Une psychiatre à Haïti

Le Dr Maryvonne Bargues est psychiatre. Elle est à la tête d’une équipe MSF de santé mentale composée de 19 personnes, dont 13 psychologues haïtiens. Dans un entretien réalisé à l’hôpital Saint-Louis de MSF à Port-au-Prince, elle explique comment, quatre mois après le tremblement de terre, les séquelles psychologiques restent omniprésentes.

Aujourd’hui, la population souffre-t-elle encore des conséquences psychologiques du séisme ?

Quatre mois après le tremblement de terre, beaucoup de gens restent dans ce que j’appellerai « une confusion complète du pays et des corps ». La majorité de mes patients ont peur d’être engloutis par la terre, le tremblement de terre est littéralement dans leur corps et le bruit est toujours présent. Ils ont d’importants troubles du sommeil, une grande peur qui les enveloppe en permanence et continuent d’avoir des « flash-back » au cours desquels ils revivent le moment terrible du séisme.

Rien qu’au cours du mois d’avril, j’ai rencontré 70 patients qui étaient dans un état délirant aigu, embrouillés, incapables de suivre une pensée. De nombreux autres ne parlent plus, ne mangent plus. Ceux-là sont dans un état de mutisme, de sidération complète. Après deux à trois semaines de consultations, ils vont mieux.

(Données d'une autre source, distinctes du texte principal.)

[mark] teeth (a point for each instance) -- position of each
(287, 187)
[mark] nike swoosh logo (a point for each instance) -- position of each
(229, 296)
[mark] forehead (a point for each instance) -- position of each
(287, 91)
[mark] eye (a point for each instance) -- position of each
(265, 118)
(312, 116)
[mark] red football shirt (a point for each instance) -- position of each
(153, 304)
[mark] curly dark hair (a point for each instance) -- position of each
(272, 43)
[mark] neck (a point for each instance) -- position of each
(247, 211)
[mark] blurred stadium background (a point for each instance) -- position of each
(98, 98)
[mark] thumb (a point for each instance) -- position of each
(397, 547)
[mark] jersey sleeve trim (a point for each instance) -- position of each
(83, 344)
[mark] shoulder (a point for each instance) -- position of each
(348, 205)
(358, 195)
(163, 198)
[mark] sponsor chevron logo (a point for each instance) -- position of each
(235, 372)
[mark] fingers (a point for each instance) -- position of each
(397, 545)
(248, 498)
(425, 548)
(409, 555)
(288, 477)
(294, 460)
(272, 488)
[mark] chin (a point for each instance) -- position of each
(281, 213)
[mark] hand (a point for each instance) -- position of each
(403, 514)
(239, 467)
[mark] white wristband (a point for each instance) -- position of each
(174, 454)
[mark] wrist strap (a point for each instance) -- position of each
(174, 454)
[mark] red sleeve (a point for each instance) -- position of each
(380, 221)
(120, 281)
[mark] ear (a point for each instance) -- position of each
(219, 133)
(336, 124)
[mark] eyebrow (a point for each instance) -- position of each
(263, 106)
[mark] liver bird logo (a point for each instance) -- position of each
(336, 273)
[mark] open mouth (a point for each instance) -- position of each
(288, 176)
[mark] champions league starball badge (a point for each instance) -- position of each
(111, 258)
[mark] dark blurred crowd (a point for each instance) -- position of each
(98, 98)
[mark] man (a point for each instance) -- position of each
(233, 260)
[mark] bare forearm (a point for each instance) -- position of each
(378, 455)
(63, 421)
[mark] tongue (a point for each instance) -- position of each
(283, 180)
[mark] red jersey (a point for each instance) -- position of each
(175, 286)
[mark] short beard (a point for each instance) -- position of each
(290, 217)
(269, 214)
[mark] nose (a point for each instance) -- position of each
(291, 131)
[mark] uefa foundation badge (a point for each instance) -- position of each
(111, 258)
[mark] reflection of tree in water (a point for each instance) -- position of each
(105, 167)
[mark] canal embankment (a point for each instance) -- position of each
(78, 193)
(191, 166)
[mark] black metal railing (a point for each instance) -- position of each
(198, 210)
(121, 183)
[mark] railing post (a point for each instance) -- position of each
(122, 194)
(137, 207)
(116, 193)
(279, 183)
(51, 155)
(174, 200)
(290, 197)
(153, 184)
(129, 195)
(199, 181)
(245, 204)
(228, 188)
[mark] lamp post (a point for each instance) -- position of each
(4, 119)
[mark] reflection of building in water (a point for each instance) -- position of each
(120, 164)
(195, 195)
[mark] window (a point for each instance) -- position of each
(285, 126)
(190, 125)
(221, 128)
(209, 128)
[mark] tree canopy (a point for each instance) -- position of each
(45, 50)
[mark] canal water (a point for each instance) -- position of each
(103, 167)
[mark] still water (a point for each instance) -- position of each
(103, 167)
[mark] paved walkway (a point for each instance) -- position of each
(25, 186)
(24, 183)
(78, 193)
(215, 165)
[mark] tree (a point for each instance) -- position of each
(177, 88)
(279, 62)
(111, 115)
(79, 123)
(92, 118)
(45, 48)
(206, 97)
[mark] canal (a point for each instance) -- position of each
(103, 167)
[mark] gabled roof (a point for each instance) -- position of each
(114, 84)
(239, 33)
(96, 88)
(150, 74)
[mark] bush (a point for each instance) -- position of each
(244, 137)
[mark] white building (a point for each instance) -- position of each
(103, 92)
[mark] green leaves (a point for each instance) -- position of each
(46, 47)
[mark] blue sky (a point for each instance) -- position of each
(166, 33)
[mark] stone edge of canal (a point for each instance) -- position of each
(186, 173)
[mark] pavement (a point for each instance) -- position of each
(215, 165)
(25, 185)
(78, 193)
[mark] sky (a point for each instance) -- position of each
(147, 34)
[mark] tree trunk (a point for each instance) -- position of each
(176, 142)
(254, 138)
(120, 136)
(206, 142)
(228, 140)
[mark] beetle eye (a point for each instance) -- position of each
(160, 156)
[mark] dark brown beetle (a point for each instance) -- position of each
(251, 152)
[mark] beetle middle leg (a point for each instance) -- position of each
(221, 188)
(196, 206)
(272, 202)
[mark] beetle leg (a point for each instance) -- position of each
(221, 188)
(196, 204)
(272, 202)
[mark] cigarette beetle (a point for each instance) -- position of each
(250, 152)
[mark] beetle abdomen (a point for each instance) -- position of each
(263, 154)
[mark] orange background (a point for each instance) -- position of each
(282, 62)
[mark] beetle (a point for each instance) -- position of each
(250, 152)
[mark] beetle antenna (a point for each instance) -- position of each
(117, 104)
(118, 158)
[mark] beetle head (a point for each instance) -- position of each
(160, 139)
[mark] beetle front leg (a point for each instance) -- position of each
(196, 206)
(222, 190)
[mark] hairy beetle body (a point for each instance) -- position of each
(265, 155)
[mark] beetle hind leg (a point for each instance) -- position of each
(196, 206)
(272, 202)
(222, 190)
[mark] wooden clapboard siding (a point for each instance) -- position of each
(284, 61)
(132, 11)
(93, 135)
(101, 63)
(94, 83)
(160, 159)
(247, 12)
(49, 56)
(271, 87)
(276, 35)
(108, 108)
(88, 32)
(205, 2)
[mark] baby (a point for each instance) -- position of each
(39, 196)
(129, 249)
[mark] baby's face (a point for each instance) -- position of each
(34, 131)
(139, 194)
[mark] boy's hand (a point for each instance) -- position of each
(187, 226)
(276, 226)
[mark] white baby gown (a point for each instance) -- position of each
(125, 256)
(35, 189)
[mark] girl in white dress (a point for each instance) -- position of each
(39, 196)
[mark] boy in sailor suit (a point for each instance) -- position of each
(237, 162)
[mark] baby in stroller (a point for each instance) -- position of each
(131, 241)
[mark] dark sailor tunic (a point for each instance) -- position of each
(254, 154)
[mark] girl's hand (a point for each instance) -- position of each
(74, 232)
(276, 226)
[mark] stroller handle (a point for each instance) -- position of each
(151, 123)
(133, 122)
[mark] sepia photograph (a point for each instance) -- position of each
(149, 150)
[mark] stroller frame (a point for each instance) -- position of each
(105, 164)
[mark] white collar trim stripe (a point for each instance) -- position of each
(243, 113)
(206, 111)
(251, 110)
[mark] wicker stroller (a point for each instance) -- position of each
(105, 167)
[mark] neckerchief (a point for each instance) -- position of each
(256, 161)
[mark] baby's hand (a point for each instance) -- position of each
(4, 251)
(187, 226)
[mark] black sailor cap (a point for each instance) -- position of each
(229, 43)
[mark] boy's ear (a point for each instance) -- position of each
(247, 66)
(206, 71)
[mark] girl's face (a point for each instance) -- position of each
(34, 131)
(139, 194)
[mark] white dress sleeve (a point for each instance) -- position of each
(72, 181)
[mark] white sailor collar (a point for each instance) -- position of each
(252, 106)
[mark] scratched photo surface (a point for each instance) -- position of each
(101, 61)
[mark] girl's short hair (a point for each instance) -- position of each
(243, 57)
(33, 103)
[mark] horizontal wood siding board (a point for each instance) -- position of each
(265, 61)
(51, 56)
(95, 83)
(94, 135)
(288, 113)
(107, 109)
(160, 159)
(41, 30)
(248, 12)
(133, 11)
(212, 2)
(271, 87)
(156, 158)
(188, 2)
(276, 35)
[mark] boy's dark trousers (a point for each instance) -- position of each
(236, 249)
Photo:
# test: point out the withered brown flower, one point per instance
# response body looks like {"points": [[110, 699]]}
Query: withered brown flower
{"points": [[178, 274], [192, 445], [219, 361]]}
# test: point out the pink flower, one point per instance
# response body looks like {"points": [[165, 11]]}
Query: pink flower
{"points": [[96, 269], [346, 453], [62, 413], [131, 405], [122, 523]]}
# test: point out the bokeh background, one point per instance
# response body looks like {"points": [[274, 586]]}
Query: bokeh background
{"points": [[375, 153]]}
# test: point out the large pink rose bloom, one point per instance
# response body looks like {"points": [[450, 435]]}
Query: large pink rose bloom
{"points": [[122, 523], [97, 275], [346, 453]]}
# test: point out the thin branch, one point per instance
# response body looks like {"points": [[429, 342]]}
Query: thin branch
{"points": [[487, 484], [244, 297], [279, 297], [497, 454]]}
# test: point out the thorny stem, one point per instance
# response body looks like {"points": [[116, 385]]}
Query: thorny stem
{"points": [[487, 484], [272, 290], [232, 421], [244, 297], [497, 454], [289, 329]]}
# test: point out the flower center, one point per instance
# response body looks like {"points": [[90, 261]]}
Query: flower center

J’essaie de parler à leur place et progressivement, ils sont un peu moins absents et plus accessibles. Ensuite, il y a tous ceux terriblement endeuillés, qui présentent des états dépressifs ou mélancoliques.


Y a-t-il une place pour s’investir dans l’avenir ?

Ils sont quelque part entre nostalgie et découragement mais ils ne sont pas résignés. Beaucoup de patients me confient : « On ne s’en sortira pas ». Alors que tous les murs sont tombés, ils ont devant eux un mur. Quatre mois après le séisme, il y a trop peu de changement. « Pourront-ils rentrer à la maison ? » Il n’y a plus de maison, de toute façon. Au mieux les gens ont une tente. C’est presque le « luxe » d’avoir une tente. Mais ce n’est pas une maison. Ceux qui sont dans des camps vivent dans la promiscuité, l’insécurité et la violence, dans des conditions quasi-intenables. Beaucoup avaient de petits commerces qui ont été engloutis par le tremblement de terre. Les conditions de vie sont épouvantables et, dans l’esprit de beaucoup, cela ne va pas changer.


Pourriez-vous décrire les principales activités de MSF en matière de santé mentale ?

Je dirige une des équipes de santé mentale de MSF. Celle-ci est constituée de 19 personnes dont 13 psychologues haïtiens, une psychiatre, une interne en psychiatrie, un travailleur social, une animatrice pour enfants et deux interprètes. Nous concentrons nos activités au sein des structures médicales de MSF, dans les camps de personnes sinistrées ou encore en visitant des associations locales. En une journée, nous sommes amenés à assurer entre 35 et 40 consultations individuelles. Du coup, les consultations sont courtes mais vous savez, en dix minutes on peut dire beaucoup. Je vois chaque patient au moins une fois par semaine. Ceux qui sont dans un état aigu ou délirant, je les consulte tous les deux jours. Il y a aussi des sessions psychosociales en groupe, ciblant des groupes du même âge, comme par exemple des jeunes enfants.

Quel est l’avantage d’être psychiatre dans une telle situation?

Il y a seulement 8 à 10 psychiatres aujourd’hui dans tout Haïti. On me réfère beaucoup de personnes psychotiques. En tant que psychiatre, je peux prescrire des médicaments. Cela fait parfois la différence, pour les gens qui ont des troubles du sommeil, par exemple, ou même encore les personnes amputées ou devenues paraplégiques suite au séisme.